There are 100 things I’d rather do than hold a baby. Catch a rooster. Ride a horse. Fly fish. Camp. Have a philosophical conversation. Discover a new Excel formula. Drink a beer. Dance. Listen to accounting podcasts.  Eat sushi. Hike a mountain. Reconcile bank accounts. Jump in a lake.  

This is a concept I have struggled with for years. I became a Christian in college. Having grown up in a non-traditional home, I wanted to push against the ideas of feminism my mother held.

To me being a ‘good Christian’ woman meant that I was to love babies. Be a nurturer, a quiet servant, a wife and a mom.

Forcing myself into situations with children, I prayed I could change this piece of who I was. I volunteered in the newborn room at church, surrounded solely by gentle women.

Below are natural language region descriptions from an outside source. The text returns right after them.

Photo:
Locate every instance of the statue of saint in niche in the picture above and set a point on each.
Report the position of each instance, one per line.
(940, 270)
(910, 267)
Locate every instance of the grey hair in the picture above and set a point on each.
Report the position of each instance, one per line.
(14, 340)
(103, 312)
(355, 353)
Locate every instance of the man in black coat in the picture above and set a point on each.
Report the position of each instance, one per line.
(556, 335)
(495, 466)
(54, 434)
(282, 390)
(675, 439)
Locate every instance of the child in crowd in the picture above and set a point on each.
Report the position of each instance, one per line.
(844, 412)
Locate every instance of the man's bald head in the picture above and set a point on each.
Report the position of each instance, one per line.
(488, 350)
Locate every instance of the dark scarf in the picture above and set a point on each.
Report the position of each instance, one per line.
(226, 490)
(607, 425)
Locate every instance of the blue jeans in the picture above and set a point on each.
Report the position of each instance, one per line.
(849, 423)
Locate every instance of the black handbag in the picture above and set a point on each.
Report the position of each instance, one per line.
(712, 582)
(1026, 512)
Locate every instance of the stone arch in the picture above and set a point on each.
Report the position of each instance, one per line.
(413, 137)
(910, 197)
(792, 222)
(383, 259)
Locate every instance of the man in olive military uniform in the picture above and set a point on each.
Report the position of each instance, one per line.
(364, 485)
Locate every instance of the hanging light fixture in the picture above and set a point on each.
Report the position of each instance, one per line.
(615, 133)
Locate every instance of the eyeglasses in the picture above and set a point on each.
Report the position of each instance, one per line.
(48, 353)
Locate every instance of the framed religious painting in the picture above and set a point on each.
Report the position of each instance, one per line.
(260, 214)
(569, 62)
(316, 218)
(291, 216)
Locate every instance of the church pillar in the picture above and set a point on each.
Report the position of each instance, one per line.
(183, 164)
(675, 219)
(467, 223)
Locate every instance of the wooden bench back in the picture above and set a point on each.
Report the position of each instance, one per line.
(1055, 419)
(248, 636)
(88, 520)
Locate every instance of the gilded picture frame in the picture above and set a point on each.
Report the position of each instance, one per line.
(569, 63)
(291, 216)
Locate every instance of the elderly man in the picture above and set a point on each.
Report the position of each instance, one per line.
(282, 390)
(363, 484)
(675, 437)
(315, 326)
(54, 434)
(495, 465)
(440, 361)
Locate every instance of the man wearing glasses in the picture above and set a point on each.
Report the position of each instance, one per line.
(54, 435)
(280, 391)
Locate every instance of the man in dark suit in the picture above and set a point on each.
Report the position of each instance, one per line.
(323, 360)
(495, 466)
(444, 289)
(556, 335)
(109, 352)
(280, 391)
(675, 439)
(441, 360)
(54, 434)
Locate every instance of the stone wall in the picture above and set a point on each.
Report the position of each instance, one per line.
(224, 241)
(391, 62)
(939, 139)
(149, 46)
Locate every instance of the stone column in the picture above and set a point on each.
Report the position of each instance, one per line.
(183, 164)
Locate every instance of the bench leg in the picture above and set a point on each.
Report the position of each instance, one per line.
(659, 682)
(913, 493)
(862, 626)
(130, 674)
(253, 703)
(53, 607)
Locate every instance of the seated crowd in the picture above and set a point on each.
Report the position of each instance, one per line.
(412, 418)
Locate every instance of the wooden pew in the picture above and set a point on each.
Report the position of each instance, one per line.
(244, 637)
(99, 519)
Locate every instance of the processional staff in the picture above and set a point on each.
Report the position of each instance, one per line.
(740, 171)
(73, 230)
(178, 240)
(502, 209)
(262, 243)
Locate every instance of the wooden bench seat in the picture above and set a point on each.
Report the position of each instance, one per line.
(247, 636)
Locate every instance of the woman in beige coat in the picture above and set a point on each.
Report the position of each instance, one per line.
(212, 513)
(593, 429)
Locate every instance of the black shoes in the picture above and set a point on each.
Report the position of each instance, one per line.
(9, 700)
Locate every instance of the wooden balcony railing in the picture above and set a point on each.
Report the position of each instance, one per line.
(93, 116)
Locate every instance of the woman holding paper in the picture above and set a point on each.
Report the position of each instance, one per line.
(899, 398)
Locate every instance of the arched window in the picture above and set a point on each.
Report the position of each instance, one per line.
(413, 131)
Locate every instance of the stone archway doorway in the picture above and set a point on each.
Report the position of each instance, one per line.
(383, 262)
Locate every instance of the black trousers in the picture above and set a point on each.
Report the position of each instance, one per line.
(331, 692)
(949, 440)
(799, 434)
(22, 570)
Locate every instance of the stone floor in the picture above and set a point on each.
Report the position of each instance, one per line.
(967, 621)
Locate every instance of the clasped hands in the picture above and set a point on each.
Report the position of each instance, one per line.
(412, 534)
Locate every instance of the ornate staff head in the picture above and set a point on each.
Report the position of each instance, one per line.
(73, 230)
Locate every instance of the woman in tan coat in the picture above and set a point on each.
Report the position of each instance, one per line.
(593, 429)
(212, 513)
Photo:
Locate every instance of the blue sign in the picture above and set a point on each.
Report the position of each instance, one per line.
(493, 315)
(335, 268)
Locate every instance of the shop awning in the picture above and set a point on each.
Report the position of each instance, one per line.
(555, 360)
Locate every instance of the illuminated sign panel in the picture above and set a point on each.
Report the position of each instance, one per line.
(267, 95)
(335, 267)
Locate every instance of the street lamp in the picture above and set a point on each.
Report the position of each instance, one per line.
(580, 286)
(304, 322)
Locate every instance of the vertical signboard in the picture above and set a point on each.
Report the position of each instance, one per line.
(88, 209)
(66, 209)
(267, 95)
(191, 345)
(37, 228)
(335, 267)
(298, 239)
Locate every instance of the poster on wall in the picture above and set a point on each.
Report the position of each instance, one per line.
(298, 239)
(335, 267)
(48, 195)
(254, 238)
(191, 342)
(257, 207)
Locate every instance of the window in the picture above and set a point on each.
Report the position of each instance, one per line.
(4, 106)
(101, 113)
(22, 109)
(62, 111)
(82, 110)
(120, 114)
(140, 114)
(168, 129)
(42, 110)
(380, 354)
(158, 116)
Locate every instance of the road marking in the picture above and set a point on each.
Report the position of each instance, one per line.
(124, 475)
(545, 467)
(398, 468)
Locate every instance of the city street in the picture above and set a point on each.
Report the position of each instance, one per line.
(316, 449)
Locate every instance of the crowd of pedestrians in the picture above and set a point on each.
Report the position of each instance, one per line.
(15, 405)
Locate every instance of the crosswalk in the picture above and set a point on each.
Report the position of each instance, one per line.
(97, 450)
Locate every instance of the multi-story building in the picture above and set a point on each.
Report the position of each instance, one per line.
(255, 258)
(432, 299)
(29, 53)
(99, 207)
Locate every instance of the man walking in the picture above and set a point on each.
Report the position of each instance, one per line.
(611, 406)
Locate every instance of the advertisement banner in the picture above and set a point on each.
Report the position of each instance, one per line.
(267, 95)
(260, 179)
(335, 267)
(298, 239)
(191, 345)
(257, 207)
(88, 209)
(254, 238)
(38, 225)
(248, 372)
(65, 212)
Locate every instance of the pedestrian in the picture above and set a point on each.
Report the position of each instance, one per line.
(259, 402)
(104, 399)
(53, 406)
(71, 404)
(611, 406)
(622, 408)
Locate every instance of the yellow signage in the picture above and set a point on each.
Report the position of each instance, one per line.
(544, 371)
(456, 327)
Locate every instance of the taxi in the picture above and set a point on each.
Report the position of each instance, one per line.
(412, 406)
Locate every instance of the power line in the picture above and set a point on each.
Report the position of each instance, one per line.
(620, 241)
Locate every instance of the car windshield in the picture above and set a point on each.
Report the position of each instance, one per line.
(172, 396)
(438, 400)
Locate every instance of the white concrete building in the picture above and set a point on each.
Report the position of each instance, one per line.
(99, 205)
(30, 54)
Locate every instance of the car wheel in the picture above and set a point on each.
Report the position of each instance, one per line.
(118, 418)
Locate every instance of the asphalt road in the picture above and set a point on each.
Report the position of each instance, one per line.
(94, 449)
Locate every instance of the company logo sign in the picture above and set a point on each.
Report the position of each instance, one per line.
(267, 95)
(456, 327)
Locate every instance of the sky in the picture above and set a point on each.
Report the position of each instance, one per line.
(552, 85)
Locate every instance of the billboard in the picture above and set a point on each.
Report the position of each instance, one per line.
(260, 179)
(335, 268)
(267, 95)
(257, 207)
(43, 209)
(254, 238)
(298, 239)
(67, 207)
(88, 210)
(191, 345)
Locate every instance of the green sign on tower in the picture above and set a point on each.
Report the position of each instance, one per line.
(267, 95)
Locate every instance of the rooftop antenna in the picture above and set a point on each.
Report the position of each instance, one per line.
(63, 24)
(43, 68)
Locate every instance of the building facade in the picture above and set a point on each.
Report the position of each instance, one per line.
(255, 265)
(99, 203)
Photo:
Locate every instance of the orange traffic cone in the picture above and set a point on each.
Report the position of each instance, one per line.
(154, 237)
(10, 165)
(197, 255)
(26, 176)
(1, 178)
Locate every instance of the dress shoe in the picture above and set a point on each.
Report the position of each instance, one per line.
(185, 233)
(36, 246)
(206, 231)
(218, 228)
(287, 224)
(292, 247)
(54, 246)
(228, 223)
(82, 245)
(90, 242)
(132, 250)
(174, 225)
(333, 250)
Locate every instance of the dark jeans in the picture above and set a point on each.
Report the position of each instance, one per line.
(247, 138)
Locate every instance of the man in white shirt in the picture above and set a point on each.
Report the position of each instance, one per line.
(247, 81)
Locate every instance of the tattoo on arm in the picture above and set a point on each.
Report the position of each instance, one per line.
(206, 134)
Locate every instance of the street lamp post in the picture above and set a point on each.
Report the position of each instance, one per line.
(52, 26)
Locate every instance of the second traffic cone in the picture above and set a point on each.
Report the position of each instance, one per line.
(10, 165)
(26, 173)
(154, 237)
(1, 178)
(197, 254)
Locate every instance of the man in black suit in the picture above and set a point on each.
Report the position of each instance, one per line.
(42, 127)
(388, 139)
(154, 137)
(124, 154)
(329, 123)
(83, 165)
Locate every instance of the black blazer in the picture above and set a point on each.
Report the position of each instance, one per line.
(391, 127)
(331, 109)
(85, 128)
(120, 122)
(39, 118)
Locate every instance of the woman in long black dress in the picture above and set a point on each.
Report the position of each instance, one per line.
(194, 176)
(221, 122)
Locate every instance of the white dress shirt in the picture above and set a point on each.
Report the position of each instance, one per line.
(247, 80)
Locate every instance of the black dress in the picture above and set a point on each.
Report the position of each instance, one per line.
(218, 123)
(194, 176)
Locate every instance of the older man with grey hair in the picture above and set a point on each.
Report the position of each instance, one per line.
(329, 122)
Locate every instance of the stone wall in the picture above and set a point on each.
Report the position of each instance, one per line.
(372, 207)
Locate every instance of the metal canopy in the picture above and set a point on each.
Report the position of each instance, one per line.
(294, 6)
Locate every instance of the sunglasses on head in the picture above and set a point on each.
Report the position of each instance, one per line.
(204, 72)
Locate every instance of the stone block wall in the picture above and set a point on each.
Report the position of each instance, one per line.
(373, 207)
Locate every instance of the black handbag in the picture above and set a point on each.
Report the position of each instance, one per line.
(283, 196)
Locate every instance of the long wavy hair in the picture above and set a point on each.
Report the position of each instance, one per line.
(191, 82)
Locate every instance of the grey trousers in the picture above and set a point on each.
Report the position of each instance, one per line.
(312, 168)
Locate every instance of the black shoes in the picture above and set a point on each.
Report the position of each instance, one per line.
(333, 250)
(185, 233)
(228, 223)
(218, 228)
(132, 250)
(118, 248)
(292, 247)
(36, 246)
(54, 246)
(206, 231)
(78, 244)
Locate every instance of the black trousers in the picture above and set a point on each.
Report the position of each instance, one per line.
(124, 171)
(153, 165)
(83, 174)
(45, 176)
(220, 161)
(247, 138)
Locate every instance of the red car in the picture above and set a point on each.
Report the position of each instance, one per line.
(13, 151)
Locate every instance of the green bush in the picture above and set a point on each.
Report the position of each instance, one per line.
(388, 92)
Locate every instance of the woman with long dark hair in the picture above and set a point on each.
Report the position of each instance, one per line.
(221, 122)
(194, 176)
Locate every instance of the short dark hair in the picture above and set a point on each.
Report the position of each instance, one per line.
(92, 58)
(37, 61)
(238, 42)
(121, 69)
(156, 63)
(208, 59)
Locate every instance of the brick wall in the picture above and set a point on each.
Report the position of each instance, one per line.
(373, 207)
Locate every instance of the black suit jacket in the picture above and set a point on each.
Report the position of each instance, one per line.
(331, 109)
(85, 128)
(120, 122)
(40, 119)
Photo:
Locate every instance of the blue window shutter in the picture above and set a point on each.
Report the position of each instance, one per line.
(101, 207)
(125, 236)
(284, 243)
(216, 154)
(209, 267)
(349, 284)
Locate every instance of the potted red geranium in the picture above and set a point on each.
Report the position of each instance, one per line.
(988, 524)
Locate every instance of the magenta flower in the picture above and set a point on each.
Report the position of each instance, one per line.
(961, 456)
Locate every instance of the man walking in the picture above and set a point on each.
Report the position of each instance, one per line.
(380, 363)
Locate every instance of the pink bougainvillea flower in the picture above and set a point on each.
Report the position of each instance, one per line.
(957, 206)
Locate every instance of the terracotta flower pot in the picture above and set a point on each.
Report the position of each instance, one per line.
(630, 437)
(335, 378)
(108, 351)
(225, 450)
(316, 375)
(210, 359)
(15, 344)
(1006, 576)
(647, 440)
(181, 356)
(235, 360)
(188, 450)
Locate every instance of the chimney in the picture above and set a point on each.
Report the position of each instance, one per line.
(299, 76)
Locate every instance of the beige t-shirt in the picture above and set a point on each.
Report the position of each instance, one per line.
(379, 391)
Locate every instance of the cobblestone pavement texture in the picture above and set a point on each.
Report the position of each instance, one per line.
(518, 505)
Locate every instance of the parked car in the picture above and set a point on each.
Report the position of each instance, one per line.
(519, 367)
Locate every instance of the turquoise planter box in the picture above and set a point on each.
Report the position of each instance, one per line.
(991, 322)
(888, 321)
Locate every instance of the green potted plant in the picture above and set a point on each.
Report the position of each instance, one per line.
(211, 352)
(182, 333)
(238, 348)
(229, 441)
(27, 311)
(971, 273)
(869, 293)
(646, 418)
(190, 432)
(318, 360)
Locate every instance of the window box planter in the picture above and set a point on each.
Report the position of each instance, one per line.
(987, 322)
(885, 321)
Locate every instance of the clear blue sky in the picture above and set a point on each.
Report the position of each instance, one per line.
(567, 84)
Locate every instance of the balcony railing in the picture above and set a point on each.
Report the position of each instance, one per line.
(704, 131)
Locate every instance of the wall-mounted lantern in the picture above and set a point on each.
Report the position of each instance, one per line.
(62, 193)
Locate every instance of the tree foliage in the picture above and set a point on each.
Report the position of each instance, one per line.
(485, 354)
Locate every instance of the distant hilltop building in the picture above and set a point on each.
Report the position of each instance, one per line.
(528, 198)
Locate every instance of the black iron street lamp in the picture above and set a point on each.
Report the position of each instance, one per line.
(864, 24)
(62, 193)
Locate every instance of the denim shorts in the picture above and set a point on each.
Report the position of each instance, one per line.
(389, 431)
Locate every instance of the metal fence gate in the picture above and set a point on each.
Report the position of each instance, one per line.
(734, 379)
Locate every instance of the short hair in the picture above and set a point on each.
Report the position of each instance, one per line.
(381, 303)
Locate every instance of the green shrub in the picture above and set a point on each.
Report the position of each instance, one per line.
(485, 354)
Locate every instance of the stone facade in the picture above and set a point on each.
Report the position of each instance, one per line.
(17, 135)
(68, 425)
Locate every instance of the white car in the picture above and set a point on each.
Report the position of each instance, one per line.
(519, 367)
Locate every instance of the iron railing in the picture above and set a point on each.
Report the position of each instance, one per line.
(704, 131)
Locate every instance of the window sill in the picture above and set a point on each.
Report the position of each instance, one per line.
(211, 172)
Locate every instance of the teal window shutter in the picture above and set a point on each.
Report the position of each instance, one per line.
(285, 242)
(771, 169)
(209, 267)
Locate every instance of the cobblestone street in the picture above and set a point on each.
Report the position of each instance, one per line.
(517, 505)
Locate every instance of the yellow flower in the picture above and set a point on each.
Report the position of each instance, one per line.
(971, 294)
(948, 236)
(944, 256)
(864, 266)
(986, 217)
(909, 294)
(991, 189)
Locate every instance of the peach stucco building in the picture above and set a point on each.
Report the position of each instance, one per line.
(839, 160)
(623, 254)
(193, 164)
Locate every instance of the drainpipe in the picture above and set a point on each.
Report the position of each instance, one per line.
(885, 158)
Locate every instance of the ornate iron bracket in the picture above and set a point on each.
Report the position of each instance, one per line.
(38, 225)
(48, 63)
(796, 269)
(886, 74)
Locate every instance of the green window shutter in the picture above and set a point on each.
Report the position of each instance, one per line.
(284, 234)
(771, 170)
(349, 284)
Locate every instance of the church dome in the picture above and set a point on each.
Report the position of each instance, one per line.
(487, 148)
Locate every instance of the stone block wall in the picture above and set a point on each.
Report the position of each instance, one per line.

Travelling overseas, I would raise my hand first to sit with a baby. I wanted to transform this side of myself, afraid I would be found out by the Christian community I so desired to fit into.  

But the more I forced it upon myself, the more I came to realize,

Holding babies did not make me woman. Did not make me a follower of Jesus.  

I delighted in sitting with that 90-year-old woman with Alzheimer’s. Holding her tissue paper hands, wiping the droll from her lips, being still with her for hours. The end of life being no less holy than the beginning.

So why do I feel as if I’m still not enough, that in order to be truly woman I must ogle over every baby I see? Even my first two babies brought anxiety. With the loss of our first, I was terrified of anything bad happening to my newborns. I held them at arms-length, often allowing my anxiety to overtake my joy.

It wasn’t until they were sitting up, laughing at me, that I was able to take a breath. Even here I feel I must insert the disclaimer; of course, I LOVED my babies, having that nurse place my newborns on my chest for the first time are moments I hold most dear.

But I also feel that as women we have specific expectations placed upon us.

Often childless women are questioned while their male counterparts are living successful lives.

When my husband would take our newborns out, strapped to his chest, frequently people would complement his fatherhood. I never received the same acknowledgment.

So here I am, a mother of two, releasing myself from the expectations placed upon me.

I am woman. I am mom. I am enough. This, my inner secret I release.